B) The Plaintiff asserts that the primary reason why the Plaintiff trusted the title of ownership of the instant shares to the Plaintiff is to provide the Plaintiff with economic assistance with the proceeds from the instant stock transaction, and that there was no objective of tax avoidance at all.
On the other hand, it is difficult to believe that, as seen earlier, the testimony of the witness next to it is true that the next AA, who was well aware of the fact that the 20-year experience in the securities transaction practice and related knowledge is subject to a maximum amount of gift tax in the case of stock title trust, has acquired and traded the instant shares in the name of the Plaintiff for the purpose of providing economic assistance to the Plaintiff only when taking the risk of imposing gift tax, and there is no evidence to prove that the title trust of the instant shares was made for any reason other than the tax avoidance purpose.
In addition, the following circumstances, i.e., ① there is no persuasive explanation as to the fact that the title trust of the instant shares was made for reasons other than tax avoidance purposes; ② in a similar time, the title trust of shares was made not only to the Plaintiff but also to KimS, who was his subordinate staff; ③ in a long-term manner, the Plaintiff’s acquisition of shares was made in title trust with the Plaintiff and UND; ③ even if the global income tax on the dividend income evaded was not considered, the transfer of shares was 10,386,253; ④ in a case where the Plaintiff did not know that the purpose of this case’s acquisition of shares was 00 years and 205 years and 200 years in light of the relevant laws and regulations, the Plaintiff did not actually evade the transfer income tax by way of title trust with the Plaintiff at the time of this case’s 20 years and 0 years and 00 years in case of transfer of shares to the Plaintiff. However, there is no room to view that the Plaintiff’s 20 years and 000 years in case of transfer income tax of the Plaintiff’s shares subject to taxation.
3) Determination as to the third argument (the assertion that the amount of duty imposed is excessive)

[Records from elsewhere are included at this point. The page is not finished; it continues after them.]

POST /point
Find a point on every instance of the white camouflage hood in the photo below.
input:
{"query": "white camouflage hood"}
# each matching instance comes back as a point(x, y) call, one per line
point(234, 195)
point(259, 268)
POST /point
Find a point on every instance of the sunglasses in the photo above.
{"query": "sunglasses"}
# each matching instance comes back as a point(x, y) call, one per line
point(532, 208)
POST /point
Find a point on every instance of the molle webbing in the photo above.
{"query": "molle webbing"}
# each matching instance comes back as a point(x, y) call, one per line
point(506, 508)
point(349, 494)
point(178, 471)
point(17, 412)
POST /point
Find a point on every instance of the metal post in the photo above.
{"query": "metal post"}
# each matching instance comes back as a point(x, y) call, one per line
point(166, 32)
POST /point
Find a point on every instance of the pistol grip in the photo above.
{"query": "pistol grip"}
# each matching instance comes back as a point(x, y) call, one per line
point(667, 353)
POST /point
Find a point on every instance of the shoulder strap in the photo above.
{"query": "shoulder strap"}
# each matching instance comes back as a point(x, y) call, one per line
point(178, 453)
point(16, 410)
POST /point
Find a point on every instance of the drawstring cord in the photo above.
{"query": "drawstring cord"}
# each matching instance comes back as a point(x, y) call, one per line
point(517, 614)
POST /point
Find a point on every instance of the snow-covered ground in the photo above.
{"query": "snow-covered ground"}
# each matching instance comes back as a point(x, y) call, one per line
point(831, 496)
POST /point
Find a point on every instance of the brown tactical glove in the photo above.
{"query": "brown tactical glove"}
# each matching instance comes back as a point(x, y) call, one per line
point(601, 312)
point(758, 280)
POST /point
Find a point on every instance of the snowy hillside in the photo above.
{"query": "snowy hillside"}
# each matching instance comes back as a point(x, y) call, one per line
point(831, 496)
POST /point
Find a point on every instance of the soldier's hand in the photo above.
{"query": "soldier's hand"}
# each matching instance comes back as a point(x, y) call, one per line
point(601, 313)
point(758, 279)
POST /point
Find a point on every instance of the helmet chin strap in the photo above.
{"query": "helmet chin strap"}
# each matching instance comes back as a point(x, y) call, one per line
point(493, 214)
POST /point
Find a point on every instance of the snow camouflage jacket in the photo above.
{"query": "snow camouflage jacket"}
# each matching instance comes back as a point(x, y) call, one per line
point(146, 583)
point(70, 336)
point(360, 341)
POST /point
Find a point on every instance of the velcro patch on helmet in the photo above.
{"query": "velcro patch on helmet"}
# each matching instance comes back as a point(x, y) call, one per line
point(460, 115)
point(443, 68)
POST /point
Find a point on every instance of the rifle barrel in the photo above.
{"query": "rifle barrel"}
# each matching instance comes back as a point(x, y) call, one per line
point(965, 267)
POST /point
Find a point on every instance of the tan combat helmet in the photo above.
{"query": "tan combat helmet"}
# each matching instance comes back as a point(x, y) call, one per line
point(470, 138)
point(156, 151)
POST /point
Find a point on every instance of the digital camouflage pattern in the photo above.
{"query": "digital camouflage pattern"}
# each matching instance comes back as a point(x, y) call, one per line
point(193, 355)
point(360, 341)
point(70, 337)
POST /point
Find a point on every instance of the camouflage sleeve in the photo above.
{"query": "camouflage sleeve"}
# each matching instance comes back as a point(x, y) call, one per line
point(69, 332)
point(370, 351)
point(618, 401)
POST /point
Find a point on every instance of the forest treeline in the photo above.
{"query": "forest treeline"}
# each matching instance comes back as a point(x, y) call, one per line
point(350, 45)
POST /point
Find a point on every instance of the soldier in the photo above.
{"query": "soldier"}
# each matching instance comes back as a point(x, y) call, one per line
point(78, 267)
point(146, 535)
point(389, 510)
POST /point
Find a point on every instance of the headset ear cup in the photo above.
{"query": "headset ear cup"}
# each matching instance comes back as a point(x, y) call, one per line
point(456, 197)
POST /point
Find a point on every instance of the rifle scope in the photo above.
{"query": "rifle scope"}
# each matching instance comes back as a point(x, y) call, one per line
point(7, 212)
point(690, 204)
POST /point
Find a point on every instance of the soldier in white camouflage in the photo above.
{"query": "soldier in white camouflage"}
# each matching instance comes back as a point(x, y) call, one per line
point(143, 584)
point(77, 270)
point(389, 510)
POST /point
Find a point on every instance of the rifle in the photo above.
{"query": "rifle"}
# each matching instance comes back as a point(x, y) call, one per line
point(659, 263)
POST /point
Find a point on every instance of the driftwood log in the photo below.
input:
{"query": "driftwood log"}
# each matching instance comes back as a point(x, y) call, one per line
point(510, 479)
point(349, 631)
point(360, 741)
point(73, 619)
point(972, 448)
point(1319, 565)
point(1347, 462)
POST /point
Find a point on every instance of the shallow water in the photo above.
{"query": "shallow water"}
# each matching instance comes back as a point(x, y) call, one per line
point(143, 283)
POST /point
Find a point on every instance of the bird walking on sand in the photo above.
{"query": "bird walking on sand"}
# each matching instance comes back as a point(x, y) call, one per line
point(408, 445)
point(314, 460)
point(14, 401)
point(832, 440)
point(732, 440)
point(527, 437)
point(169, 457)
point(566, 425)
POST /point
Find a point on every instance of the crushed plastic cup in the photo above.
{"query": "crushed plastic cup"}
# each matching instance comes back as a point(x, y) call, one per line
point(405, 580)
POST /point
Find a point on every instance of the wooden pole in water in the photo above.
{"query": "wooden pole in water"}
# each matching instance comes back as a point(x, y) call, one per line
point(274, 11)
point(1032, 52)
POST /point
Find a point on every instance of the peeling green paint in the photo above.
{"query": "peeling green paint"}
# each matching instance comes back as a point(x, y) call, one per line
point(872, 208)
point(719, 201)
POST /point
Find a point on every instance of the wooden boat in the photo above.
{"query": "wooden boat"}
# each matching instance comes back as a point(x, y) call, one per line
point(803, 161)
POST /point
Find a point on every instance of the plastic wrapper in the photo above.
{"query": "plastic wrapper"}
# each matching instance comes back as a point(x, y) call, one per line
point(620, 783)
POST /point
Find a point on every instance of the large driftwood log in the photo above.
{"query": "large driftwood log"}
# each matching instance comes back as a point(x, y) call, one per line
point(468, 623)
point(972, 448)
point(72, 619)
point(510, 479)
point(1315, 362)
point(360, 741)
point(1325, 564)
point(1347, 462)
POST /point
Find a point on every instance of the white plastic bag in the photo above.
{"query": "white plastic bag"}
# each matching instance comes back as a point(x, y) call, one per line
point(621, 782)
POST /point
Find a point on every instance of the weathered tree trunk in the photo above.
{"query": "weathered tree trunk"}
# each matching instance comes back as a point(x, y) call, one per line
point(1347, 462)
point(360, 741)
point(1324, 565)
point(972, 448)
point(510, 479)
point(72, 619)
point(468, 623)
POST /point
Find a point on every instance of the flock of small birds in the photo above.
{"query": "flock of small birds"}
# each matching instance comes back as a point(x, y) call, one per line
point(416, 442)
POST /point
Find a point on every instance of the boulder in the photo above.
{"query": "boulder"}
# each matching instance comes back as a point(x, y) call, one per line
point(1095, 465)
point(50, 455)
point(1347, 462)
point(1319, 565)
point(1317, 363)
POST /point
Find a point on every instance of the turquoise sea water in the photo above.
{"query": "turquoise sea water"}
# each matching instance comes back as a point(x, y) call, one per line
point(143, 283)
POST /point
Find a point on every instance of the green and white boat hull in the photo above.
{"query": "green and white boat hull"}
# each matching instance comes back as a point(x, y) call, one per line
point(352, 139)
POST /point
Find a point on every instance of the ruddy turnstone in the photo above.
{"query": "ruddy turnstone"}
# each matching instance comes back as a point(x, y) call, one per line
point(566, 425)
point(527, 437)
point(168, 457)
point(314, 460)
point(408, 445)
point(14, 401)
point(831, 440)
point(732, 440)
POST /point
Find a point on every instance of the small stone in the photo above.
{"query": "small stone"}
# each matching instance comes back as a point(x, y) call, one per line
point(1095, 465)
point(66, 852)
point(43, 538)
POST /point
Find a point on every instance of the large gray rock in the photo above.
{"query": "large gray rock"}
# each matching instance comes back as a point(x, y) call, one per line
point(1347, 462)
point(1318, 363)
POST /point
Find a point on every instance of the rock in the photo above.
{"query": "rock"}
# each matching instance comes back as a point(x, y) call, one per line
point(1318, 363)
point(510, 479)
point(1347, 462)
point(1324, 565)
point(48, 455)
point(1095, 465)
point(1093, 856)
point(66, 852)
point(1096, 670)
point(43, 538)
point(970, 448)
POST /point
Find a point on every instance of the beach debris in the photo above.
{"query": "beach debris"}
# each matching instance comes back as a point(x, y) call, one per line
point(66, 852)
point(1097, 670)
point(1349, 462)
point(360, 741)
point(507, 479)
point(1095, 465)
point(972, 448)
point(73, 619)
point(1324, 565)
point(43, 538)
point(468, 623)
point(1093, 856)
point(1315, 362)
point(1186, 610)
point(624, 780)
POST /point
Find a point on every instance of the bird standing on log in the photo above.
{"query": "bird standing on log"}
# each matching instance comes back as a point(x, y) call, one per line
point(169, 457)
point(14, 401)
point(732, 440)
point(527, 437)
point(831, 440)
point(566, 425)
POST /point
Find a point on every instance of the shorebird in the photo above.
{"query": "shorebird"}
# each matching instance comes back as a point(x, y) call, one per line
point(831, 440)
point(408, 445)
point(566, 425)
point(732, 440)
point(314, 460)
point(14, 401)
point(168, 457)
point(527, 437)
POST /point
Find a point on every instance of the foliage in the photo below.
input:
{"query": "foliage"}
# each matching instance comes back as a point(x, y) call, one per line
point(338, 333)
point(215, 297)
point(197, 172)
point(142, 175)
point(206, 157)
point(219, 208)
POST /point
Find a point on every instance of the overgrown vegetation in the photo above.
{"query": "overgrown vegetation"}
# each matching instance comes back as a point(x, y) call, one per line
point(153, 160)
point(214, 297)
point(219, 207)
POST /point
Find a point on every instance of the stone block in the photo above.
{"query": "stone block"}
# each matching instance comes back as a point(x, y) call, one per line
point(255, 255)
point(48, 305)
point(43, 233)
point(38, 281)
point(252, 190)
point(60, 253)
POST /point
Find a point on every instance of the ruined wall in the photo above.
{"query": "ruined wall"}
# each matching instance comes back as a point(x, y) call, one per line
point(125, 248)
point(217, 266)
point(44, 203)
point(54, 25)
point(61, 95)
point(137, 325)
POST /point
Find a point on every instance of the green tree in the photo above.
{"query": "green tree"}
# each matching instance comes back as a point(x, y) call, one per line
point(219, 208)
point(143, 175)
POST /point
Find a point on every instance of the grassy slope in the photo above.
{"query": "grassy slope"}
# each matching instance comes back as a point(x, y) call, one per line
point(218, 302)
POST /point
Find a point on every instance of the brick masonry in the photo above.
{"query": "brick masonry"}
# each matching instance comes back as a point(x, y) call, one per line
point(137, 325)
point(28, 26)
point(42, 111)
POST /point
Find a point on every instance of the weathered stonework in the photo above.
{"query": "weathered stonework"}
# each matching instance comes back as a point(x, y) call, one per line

Article 45-2(1) of the Inheritance Tax and Gift Tax Act is an exception to the substance over form principle, and as an exception to the substance over form principle, the title trust system is limited to donation to the extent that it is intended to effectively prevent the abuse of the substance over form principle as a means of tax avoidance, and does not change the ownership of the property under title trust. Thus, the actual owner of the property under title trust continues to be the title truster notwithstanding the above provision (see Supreme Court Decision 2004Du11220, Sept. 22, 2006). Furthermore, the above provision on the constructive gift of title trust is a separate re-distribution that requires the transfer or exercise of the right, etc., and where it differs from the actual owner or the nominal owner, a gift tax is imposed on the property deemed donated pursuant to the above provision as a requirement for taxation. In light of the fact that the property is the title trust shares itself, not the purchase price, and thus, it is difficult to view that the above provision on double taxation or the substance gift tax is contrary to the principle of double taxation.
3. Conclusion
The plaintiff's claim is dismissed on the ground that it is without merit.